だが、おそらく龍神に会えば解決すると思っていた。

「我が封印の地に来るがいい。そこで我の力をもって送り返そうぞ」

「ほっ……ありがとう」

「いや、元はと言えば我の失態だ」

「ついでに聞きたい……なぜ、俺だったのか。聖女である結衣を説得するためか?」

「それもある。しかし、適性がないと無理だ。お主には、我が使徒の血が流れている」

「……ん?」

「以前言ったが、我は女神を元の世界に返すときにしくじった。しかし、その際に幾人かの使徒を女神のいた世界に送った。その者の血を引く者を使徒として呼び出してきた」

「なるほど……」

「今回はある意味で運が良かった。聖女に近い存在のお主がいたことが。その可能性など、何千年に一度くらいだ」

「それは……?」

「お主が死ぬ際に、魂の一部を聖女に残してきた。故に、聖女やお主はお互いに夢を見るという形で、それぞれの状況を知ることができた。

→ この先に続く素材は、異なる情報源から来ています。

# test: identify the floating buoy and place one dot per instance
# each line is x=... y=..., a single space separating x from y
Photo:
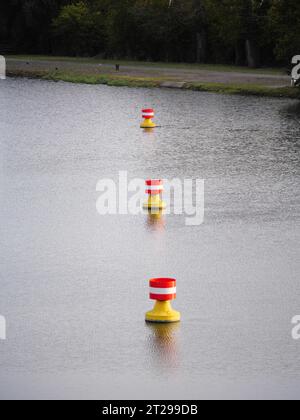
x=148 y=114
x=154 y=188
x=163 y=291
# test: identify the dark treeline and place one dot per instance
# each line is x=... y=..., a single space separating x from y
x=241 y=32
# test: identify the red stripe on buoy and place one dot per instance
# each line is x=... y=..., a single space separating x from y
x=154 y=182
x=153 y=192
x=162 y=298
x=162 y=283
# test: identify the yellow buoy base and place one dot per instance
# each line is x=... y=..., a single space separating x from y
x=163 y=313
x=148 y=123
x=154 y=203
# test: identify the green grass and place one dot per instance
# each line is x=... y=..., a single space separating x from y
x=103 y=79
x=187 y=66
x=147 y=82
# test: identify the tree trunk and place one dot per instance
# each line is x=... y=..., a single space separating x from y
x=252 y=54
x=201 y=47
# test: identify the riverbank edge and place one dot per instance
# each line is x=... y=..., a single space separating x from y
x=149 y=82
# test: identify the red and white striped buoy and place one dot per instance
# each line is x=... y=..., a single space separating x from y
x=147 y=115
x=154 y=189
x=163 y=291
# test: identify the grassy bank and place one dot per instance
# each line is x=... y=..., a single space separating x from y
x=150 y=82
x=188 y=66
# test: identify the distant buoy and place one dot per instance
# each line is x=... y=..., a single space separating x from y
x=148 y=114
x=154 y=189
x=163 y=291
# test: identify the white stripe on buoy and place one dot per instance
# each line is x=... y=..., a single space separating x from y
x=155 y=187
x=169 y=291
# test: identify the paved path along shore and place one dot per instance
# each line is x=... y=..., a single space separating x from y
x=173 y=76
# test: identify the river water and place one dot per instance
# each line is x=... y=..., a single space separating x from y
x=74 y=284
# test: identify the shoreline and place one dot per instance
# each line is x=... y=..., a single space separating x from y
x=148 y=76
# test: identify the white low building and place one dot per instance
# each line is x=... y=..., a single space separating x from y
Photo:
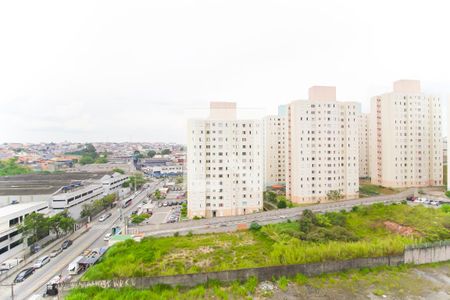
x=113 y=183
x=72 y=197
x=11 y=241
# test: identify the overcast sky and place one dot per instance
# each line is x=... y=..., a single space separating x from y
x=128 y=70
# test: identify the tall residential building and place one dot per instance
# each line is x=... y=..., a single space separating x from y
x=364 y=155
x=322 y=147
x=275 y=131
x=224 y=163
x=406 y=137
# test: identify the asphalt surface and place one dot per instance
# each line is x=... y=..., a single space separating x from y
x=93 y=238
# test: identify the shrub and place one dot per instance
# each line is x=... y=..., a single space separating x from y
x=282 y=204
x=255 y=226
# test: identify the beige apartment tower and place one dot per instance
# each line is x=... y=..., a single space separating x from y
x=224 y=164
x=406 y=137
x=275 y=132
x=364 y=142
x=322 y=151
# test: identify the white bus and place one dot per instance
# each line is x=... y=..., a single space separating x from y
x=74 y=267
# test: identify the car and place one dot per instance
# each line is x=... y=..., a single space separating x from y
x=104 y=217
x=55 y=252
x=35 y=248
x=41 y=261
x=66 y=244
x=10 y=263
x=24 y=274
x=107 y=236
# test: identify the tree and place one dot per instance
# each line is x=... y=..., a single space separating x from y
x=334 y=195
x=151 y=153
x=117 y=170
x=270 y=196
x=282 y=204
x=34 y=226
x=165 y=152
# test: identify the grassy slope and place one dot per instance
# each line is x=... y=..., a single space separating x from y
x=273 y=245
x=399 y=282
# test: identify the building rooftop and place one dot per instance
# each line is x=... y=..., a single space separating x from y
x=42 y=184
x=14 y=208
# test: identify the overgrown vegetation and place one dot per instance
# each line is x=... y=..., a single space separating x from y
x=332 y=236
x=404 y=281
x=36 y=226
x=91 y=209
x=10 y=167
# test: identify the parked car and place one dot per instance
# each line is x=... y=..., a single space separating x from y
x=10 y=263
x=104 y=217
x=107 y=236
x=66 y=244
x=35 y=248
x=24 y=274
x=41 y=261
x=55 y=252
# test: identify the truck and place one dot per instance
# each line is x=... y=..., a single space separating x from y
x=74 y=267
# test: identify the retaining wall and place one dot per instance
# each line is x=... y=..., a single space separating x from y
x=424 y=254
x=263 y=273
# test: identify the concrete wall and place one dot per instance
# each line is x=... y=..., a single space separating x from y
x=264 y=273
x=427 y=254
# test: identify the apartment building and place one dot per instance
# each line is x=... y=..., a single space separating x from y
x=406 y=137
x=364 y=138
x=11 y=240
x=322 y=147
x=73 y=196
x=224 y=163
x=275 y=131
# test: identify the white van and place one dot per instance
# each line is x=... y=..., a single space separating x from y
x=74 y=267
x=41 y=261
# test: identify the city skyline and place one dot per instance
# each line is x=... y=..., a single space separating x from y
x=75 y=82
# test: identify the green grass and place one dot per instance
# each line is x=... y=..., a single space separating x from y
x=366 y=189
x=273 y=244
x=402 y=282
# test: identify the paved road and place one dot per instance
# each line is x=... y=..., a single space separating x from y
x=221 y=224
x=35 y=284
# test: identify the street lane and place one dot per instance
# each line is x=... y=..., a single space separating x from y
x=35 y=284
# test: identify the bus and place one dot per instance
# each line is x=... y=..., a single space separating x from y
x=74 y=267
x=127 y=202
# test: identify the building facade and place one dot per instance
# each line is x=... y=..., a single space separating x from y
x=11 y=240
x=275 y=132
x=72 y=197
x=322 y=152
x=406 y=137
x=224 y=163
x=364 y=142
x=113 y=183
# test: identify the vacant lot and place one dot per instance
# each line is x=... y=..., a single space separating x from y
x=372 y=231
x=404 y=282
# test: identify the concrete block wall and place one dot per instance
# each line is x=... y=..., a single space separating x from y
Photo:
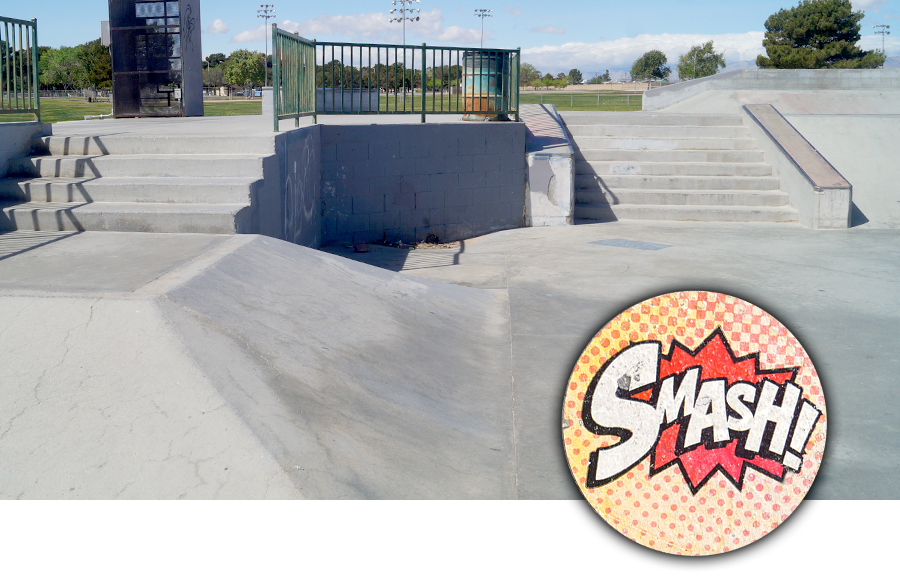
x=405 y=181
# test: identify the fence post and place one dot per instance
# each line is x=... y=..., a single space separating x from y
x=423 y=83
x=276 y=75
x=35 y=72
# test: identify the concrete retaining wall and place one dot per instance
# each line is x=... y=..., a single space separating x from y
x=15 y=140
x=878 y=79
x=405 y=181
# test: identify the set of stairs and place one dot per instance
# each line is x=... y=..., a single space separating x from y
x=129 y=183
x=648 y=166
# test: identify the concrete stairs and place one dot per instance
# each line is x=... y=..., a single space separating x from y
x=126 y=183
x=647 y=166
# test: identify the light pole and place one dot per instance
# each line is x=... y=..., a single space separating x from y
x=483 y=13
x=403 y=14
x=885 y=30
x=266 y=11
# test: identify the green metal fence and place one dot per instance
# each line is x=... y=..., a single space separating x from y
x=293 y=81
x=393 y=79
x=19 y=67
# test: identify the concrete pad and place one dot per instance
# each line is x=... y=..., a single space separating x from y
x=346 y=381
x=338 y=379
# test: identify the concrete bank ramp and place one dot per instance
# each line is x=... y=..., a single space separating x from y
x=256 y=369
x=791 y=101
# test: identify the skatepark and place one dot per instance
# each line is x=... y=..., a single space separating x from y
x=182 y=361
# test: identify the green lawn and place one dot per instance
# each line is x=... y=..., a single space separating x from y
x=66 y=109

そうすれば、少なくともお主は聖女を救おうとするであろう? 我は、この連鎖を断ち切りたかった……この機会を逃すと、もうなかったであろうな」

「つまり……和馬の魂が、俺と結衣に分かれているということか?」

「ああ、それで合っている」

ずっと疑問に思っていたことが……謎が解けたな。
結衣が俺の夢を見ること、俺が結衣の夢を見ることの意味が。
そして、その理由が。

「えっと……ややこしくなってきたが……ひとまず、その封印の地に行けばいいんだな?」

「うむ。彼の地にて我は待っている……どうやら、時間がきたようだ」

暗闇だった世界に光がさしてくる。

「じゃあ、すぐにても会いに行くよ」

「ああ、楽しみに……待って……いる」

そして、龍神の気配が消える。

それと同時に、俺の意識が覚醒へと向かっていく。